Suarez et al. (2005) developed a TaqMan-based real-time PCR assay for the quantification of B. cinerea in Pelargonium species. This assay facilitated quantification of B. cinerea inoculum over four orders of magnitude. Furthermore, there was a positive relationship between estimates of inoculum concentration and the visible symptoms on leaf discs. Quantitative real-time PCR has been used for a range of pathogens in agronomic and horticultural, crops including Fusarium spp. in wheat, Rhizoctonia spp. in tomato, and Phytopthora ramorum in Quercus spp. (Leivens et al., 2006; Schena, et al., 2006; Schnerr, et al., 2001; Tooley et al., 2006).

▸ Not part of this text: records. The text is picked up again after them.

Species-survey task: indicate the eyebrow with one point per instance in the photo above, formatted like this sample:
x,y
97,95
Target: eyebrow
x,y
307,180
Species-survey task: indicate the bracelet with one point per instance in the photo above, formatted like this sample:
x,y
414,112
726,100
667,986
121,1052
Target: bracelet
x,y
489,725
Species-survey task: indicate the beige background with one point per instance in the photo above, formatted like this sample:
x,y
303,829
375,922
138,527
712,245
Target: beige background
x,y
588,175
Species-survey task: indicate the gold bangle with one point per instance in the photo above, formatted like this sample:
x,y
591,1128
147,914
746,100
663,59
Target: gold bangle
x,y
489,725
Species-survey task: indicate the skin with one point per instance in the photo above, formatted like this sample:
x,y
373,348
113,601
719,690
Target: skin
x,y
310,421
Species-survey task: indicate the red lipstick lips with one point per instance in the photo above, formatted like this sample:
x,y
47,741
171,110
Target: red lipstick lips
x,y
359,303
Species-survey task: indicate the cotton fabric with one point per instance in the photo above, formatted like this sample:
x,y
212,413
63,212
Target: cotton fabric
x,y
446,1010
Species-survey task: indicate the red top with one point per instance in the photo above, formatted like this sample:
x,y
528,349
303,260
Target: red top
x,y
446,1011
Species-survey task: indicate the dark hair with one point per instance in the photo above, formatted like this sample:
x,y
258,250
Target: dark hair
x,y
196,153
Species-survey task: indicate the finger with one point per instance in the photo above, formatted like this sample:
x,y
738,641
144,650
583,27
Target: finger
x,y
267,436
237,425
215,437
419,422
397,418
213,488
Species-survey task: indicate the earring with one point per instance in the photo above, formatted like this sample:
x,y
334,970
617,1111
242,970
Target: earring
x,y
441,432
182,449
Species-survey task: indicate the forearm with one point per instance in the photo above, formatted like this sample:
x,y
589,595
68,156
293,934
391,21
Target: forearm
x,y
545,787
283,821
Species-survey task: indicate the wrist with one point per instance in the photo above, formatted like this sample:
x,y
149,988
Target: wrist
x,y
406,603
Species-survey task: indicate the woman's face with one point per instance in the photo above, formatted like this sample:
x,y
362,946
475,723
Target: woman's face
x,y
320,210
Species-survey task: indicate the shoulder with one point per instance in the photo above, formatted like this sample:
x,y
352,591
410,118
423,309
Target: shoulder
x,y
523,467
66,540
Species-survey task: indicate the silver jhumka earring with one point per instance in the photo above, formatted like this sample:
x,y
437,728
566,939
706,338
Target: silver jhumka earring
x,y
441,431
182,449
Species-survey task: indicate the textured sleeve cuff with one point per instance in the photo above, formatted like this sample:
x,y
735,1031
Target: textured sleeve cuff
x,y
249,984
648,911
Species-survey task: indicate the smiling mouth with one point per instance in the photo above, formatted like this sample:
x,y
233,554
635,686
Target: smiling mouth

Recently Chilvers et al. (2007) developed a real-time PCR assay for the detection Botrytis spp. in onion seed. Using primers developed for the intergenic space region of Botrytis spp., the authors detected Botrytis DNA at levels of 10 fg·μL−1. However, the real-time PCR assay was applied for pathogen detection in onion seed and did not consider estimation of mycelial colonization in bulb tissue (Chilvers et al., 2007).
Our objective in this study was to demonstrate that real-time PCR could be used to reliably quantify the level of B. aclada colonization in inoculatated onion tissue while using a reference gene, serine acetyl transferase (SAT1), from onion to normalize data.